I then heard a lot of high pitched jibber-jabber coming through the ear piece.
“Oh, I see,” Jake said. “Well that will be fine. So then, tell your clients that I’ll put them in the room closest to the elevator on the middle floor, and get them the table next to the Maitre D’s station in the restaurant.”
My facial expression must have conveyed puzzlement. Jake covered the mouthpiece and explained, “Everywhere they go they want to be seen in the act of trying very hard not to be seen. That way they can complain later that they are too famous to go out anywhere!”
He loved the family’s country house out near Magog. He was particularly proud of being able to make maple syrup from his own trees, and over the years turned the syrup making into a quasi-professional operation with a state-of-the-art facility.

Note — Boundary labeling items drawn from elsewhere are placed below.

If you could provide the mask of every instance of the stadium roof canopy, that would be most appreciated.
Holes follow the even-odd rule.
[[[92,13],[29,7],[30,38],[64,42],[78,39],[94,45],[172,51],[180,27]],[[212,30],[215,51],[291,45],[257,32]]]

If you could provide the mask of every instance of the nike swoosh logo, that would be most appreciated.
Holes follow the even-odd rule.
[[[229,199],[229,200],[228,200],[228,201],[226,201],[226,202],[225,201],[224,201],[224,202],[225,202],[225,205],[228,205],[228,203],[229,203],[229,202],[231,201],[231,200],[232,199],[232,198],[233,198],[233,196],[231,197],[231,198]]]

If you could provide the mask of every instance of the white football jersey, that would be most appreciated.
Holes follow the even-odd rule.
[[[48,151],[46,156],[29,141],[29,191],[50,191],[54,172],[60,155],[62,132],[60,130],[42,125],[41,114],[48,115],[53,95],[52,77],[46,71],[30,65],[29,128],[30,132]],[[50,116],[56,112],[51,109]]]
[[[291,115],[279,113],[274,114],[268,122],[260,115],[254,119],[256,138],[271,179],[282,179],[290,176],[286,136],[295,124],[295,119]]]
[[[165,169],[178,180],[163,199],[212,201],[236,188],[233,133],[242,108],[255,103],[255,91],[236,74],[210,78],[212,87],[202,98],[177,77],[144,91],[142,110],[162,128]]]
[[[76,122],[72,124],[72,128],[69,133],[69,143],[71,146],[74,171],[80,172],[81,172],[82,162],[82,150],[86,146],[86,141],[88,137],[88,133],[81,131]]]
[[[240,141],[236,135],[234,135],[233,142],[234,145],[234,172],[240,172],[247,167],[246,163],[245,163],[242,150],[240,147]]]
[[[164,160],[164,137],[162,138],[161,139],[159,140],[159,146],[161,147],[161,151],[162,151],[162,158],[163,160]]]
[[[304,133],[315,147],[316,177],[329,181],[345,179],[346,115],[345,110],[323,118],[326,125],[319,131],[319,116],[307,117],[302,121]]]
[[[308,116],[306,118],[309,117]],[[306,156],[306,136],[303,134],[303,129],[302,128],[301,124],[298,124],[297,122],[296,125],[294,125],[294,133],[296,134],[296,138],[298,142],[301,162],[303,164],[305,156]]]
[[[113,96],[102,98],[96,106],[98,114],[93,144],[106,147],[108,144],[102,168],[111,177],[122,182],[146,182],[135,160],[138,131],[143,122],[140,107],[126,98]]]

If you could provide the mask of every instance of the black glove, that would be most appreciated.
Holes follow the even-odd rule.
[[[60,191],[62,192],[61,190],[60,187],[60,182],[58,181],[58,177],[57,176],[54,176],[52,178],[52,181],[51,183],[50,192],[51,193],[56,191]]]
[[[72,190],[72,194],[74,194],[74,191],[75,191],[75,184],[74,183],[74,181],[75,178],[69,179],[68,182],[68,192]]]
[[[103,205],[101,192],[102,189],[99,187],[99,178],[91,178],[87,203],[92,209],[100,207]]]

It was something to see: built into a wood cabin, it was all stainless steel tubes, gauges, steam vents, and vats. Every year he and his wife Fiona would make a batch of “Eberts Farms” maple syrup and send it to friends as gifts with their own hand-made label. In spite of having tapped every maple tree he could, the yield, after being boiled down, was only a few dozen bottles annually. Jake noted wryly that he couldn’t lay claim to making the best maple syrup, but at an estimated production cost of $800/bottle, it might well have been the world’s most expensive.
To those who knew him, he was a model of humility, kindness, and generosity. I always learned something every time I was with him. He was always active and described himself as having a very short span of attention. That short span of attention facilitated his career as a film producer, working on multiple projects in parallel – as soon as he got bored of one, he could move on to another.
Jake was also the most enthusiastic bassist I’ve ever played with. I was honored when he took the stage to play with me at my 50th birthday party. He played wrong notes and right notes with equal conviction and joy.
His spirit was larger than life itself and warmly enveloping. To spend time with him was like being inside a large bubble that surrounded him and anyone else nearby. The bubble felt warm, affectionate, safe and sturdy. That a small pinhole appeared in the bubble this week and took away that safety is hard to believe.
He loved McGill and was very proud of his McGill heritage. He was generous in his support of the university, not just financial, but by telling everyone he met what a fine education he felt he had received here. The interdisciplinary cross-talk that has always characterized McGill student life was of particular importance to him. “Where else,” he would say, “could an engineering undergrad acquire the education to become a filmmaker?”



October 5th, 2012 at 12:21 pm
I was Jake’s classmate in the Chemical Engineering program. Even then he showed signs of his future activities, always the fund-raiser for one charitable event or another. It never fails that when I read something of Jake, I learn more about him. Your post here was full of new insights to the man and very well written. I had several email exchanges with Jake in the weeks prior to his death. He disclosed the nature of his illness to me in confidence even as he was planning on, and looking forward to, attending the Chem. Eng. brunch at our 50th. reunion. I hoped he would make it, but deep down I feared that he might not. I asked him in one of my exchanges if there was anything special we his classmates could do to lift his spirits and his response, almost knowingly that he would not make it, was simply … “All hold hands at the brunch and say a little prayer for the old plumber!”
April 13th, 2013 at 11:09 am
The producer place can be filled but no one can take place of JAKE EBERTS. He was a film producer, what ever he done all of us enjoyed it. His absence is great loss for film Industry.